We have already been asked to make Flite much smaller. By moving to spike excite LPC or similarly encoding the residual into a smaller form, we can reduce the size of the diphone database to 423 kilobytes from 2.1 megabytes. Removing certain diphones is also possible as not all diphones are distinct, e.g a vowel going into different stops are often close enough to be rendered with the same diphone. We can probably encode the LPC coefficients by quantizing them and our other work is already looking at acoustic modeling to find acoustically distinct units so that much smaller databases than a standard diphone set will be possible. Though of course there will be the consequence of degraded quality.
The lexicon is still the largest single item, but we can prune the exception list aggressively reducing the lexicon footprint to a few hundred kilobytes. However, this probably deserves more study. Tailoring the lexicon to the domain the application to run in is always a good thing to do.

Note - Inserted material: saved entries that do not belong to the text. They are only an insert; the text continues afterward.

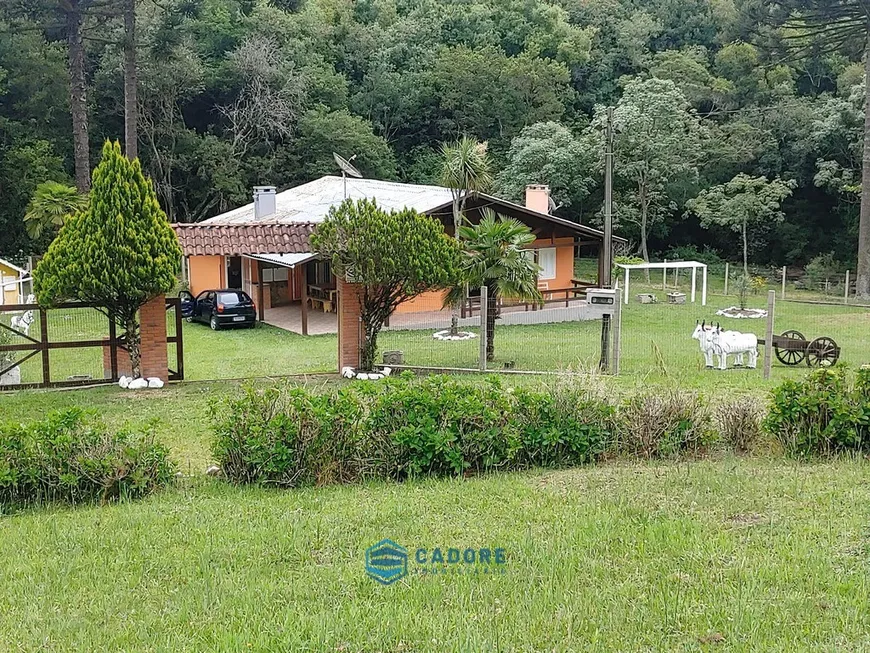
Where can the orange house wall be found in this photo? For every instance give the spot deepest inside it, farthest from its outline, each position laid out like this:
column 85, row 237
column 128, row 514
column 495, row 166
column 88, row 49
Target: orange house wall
column 206, row 272
column 434, row 301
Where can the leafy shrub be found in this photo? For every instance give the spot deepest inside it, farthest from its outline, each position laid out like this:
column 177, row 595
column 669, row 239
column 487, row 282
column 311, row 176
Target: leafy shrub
column 663, row 424
column 822, row 414
column 739, row 421
column 73, row 457
column 400, row 428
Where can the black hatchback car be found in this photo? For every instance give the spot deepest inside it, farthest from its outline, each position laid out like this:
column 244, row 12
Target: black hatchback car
column 219, row 308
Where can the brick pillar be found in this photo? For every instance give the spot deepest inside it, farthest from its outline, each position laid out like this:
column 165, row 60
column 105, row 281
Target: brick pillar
column 349, row 331
column 152, row 323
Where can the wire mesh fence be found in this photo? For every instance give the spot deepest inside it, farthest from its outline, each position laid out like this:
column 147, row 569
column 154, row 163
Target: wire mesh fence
column 68, row 360
column 657, row 326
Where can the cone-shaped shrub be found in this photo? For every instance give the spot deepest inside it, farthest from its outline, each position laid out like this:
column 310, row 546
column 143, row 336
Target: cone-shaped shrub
column 118, row 253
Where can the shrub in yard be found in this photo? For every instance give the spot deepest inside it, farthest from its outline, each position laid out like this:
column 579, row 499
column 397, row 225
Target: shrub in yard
column 402, row 427
column 825, row 413
column 663, row 424
column 738, row 422
column 73, row 457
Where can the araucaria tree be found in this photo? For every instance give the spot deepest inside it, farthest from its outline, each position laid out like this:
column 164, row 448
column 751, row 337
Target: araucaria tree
column 394, row 255
column 118, row 253
column 744, row 204
column 493, row 256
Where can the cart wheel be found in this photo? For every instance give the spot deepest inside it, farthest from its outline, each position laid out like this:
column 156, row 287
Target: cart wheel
column 822, row 352
column 791, row 355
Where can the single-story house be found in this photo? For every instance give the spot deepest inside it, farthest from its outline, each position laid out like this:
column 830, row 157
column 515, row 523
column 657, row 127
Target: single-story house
column 263, row 247
column 12, row 282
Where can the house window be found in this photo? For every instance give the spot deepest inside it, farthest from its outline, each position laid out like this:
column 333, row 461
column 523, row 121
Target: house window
column 546, row 258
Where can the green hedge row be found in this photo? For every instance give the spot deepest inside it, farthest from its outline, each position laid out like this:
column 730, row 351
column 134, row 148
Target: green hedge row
column 439, row 426
column 827, row 412
column 73, row 457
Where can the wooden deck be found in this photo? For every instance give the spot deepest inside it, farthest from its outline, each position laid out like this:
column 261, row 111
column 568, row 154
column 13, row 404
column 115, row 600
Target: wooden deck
column 319, row 323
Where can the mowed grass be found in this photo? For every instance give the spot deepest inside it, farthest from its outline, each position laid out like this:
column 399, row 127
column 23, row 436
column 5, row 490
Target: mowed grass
column 731, row 554
column 656, row 343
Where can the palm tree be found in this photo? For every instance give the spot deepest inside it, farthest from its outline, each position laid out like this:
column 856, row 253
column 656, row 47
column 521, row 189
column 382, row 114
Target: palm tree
column 52, row 203
column 465, row 171
column 493, row 255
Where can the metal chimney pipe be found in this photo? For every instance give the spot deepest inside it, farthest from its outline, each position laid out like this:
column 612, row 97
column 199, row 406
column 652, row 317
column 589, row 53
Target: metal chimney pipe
column 264, row 202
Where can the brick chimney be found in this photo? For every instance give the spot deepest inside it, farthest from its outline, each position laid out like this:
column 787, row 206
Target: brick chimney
column 264, row 202
column 538, row 198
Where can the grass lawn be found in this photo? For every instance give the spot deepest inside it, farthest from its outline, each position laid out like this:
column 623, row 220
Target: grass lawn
column 732, row 554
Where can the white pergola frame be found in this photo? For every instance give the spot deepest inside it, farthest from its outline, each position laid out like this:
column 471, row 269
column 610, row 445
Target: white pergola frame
column 675, row 265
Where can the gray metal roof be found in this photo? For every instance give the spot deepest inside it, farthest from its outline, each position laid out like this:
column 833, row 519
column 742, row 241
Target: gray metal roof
column 311, row 202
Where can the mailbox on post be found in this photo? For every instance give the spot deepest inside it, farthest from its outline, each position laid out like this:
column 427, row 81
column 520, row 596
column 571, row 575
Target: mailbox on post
column 601, row 302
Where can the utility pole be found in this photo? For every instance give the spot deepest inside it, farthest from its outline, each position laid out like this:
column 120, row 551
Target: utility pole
column 607, row 254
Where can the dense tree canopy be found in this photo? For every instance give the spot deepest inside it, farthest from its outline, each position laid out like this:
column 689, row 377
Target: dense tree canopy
column 234, row 93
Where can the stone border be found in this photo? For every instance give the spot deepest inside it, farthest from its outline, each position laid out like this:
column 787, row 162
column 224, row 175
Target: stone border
column 350, row 373
column 445, row 336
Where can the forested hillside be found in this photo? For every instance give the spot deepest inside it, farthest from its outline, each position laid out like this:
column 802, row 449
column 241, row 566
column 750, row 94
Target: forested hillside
column 233, row 93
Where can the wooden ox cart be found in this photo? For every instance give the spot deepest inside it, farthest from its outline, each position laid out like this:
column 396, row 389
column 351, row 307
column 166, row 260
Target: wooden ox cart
column 792, row 348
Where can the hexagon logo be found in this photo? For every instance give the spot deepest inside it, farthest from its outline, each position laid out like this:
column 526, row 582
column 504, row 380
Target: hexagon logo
column 387, row 562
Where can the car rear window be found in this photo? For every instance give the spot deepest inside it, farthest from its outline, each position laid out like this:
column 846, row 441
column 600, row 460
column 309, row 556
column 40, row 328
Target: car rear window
column 232, row 298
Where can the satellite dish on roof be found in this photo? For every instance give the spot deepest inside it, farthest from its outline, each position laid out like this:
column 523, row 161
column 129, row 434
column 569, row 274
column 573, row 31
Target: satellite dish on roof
column 553, row 207
column 346, row 169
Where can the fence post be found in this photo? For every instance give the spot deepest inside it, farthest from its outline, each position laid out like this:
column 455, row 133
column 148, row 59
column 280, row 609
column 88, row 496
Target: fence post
column 43, row 336
column 846, row 294
column 783, row 283
column 484, row 313
column 616, row 333
column 768, row 334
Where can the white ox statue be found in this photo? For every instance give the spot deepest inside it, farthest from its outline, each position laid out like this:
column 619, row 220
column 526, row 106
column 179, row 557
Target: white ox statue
column 713, row 340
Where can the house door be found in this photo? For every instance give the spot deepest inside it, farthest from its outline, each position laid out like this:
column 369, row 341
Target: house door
column 234, row 272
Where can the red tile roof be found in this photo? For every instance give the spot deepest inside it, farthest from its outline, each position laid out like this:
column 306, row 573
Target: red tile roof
column 236, row 240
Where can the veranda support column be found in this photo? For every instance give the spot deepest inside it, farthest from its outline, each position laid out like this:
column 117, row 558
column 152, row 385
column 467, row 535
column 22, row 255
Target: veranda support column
column 704, row 287
column 304, row 292
column 846, row 294
column 616, row 334
column 484, row 312
column 694, row 282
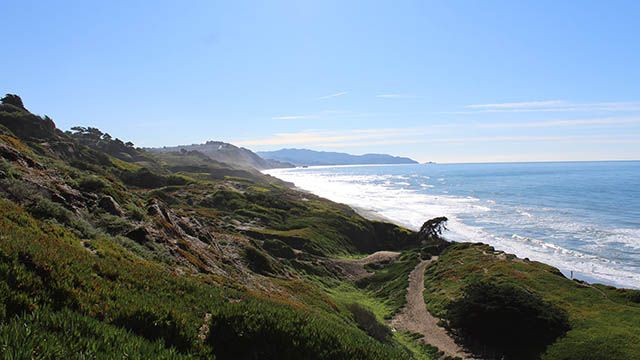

With our present models and techniques we know we can make a full synthesizer with a footprint of 512K for code and data and use less than 512K of memory (assuming streaming synthesis). Though there are still requests for smaller footprints especially with respect to RAM requirements as battery power for RAM is expensive and some embedded systems have as little as 2K of memory, and if we wish to deliver speech synthesis in games, toys etc. meeting such targets would be good. Although we have not looked closely at this, we feel Flite is a basis from which to approach this problem.